Scientific classification
- Kingdom: Plantae
- Clade: Tracheophytes
- Clade: Angiosperms
- Clade: Eudicots
- Clade: Asterids
- Order: Asterales
- Family: Asteraceae
- Genus: Deinandra
- Species: D. arida
- Binomial name: Deinandra arida (D.D.Keck) B.G.Baldwin
- Synonyms: Hemizonia arida D.D.Keck

= Deinandra arida =

- Genus: Deinandra
- Species: arida
- Authority: (D.D.Keck) B.G.Baldwin
- Conservation status: G1
- Synonyms: Hemizonia arida

Species of flowering plant

Deiandra arida (formerly Hemizonia arida), also called Red Rock tarplant, is a rare California annual plant in the family Asteraceae.

==Habitat and range==
Deiandra arida occurs on clay and volcanic soils and in desert dry wash from 1,000-3,000 feet (300–900 m) in elevation. It is known from only 10 sites in the Red Rock Canyon State Park area of the Mojave Desert in Kern County, California.

==Growth pattern==
It is a branched annual growing from 1' to 3' (30–90 cm) tall.

==Leaves and stems==
Lower leaves are inversely lanceolate and hairless, with toothed margins.
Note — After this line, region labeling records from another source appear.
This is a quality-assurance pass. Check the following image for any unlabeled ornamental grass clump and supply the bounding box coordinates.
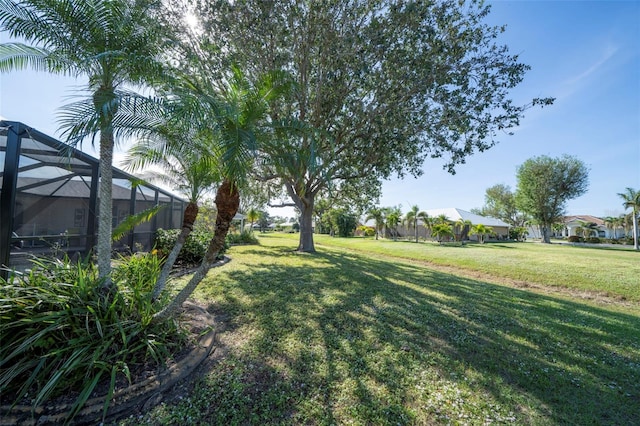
[0,254,185,420]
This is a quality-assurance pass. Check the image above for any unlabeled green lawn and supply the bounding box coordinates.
[308,234,640,302]
[125,235,640,425]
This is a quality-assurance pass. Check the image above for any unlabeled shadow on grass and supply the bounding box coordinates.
[181,247,640,424]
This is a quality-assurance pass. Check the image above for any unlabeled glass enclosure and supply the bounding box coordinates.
[0,121,186,274]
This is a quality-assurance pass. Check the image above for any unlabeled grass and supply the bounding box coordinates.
[124,237,640,425]
[308,234,640,302]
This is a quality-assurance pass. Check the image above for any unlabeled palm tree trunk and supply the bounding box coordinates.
[153,179,240,322]
[96,128,114,288]
[633,209,640,250]
[151,201,198,300]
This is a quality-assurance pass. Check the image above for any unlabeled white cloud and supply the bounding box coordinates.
[565,45,618,85]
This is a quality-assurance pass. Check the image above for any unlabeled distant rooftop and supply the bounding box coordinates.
[426,207,509,227]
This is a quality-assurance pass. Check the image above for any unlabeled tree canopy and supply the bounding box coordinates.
[195,0,551,251]
[472,184,527,227]
[516,155,589,243]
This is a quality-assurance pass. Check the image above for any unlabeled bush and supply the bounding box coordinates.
[227,231,259,245]
[0,254,184,421]
[156,229,229,265]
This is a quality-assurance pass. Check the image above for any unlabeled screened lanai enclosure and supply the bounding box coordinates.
[0,121,186,275]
Upper leaves are without teeth (entire) at the outside edge, and are covered in sparse, short, stiff hairs, giving it a bristly feel.

==Flowers and fruits==
Flower heads grow in flat-topped clusters at the tops of stems. Flower heads have 18-25 yellow disk flowers, with 5-10 yellow ray flowers. Bristly phyllaries halfway enclose the akenes.